Двухэтажное здание Управы просило ремонта, а еще лучше — сноса и полного перестроения. Обер-полицмейстер столицы Иван Саввич Горголи, насколько мне известно, неоднократно подавал прошение на имя Сергей Кузьмича Вязмитинова[2], но министр к чаяниям своего подчиненного оставался глух, так что приставы продолжали ютиться в тесноте. Петербург быстро разрастался, полицейская же власть за ним не поспевала. Зато даже быстрее города расширялись ряды лиходеев всех мастей. До Сенной площади отсюда рукой подать, но туда и днем соваться не стоит, а ночью за кошелек или жизнь никто и полушки не даст.
Городовой на входе меня узнал сразу и бодро козырнул, удостоившись моего благодарственного кивка.
— На месте ли Николай Порфирьевич, любезный?
— У себя-с, милостивая государыня. Извольте пройти-с!
Пристав уголовных дел Николай Порфирьевич Спиридонов и в самом деле был у себя. Встретил он меня любезно, но показушно вздохнул, выразительно посмотрев на заваленный бумагами стол.
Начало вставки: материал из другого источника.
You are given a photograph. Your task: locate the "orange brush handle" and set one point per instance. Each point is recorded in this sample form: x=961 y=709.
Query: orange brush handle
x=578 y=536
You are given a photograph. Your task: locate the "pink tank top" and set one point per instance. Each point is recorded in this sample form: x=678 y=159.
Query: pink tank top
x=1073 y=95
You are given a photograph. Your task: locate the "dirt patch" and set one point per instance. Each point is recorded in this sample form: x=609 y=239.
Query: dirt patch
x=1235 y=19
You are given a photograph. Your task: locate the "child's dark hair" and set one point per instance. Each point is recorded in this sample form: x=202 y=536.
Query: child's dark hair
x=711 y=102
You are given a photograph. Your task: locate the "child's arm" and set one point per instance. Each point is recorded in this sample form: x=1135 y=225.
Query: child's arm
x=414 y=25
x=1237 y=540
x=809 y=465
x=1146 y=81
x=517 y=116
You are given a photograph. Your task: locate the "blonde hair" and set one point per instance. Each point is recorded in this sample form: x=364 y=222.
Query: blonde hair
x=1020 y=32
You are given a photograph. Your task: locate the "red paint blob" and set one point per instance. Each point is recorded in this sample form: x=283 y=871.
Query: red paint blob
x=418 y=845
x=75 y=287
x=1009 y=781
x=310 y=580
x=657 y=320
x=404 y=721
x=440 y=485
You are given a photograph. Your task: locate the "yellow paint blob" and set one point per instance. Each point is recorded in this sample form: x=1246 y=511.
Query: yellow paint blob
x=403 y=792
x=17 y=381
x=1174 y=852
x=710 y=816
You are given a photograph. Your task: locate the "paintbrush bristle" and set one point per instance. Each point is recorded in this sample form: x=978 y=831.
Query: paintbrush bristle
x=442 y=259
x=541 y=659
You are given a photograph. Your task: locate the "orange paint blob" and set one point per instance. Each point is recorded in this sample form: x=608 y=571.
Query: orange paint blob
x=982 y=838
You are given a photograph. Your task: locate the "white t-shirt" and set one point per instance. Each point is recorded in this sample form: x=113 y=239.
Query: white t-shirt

Я лишь мило улыбнулась ему и, дождавшись кивка, присела на стул для посетителей.
— Сашенька, ты коим чертом ко мне?
— Дюпре.
Спиридонов еще раз вздохнул, отодвинул папку с каким-то делом и спросил:
— Никак не можешь успокоиться?
Николаю Порфирьевичу позволительно общаться со мной моветон. С отцом он был дружен, часто бывал у нас в гостях, а его дочь знал если не с пеленок, то с тех времен, когда та с громким визгом носилась по комнатам, размахивая прутиком как саблей. И я точно знаю, что себя в смерти Платона Сергеевича Болкошина он винит. Не доследил. И предупреждал его ведь по поводу графа Каледонского и всей его коммерческой компании, но не смог сберечь друга.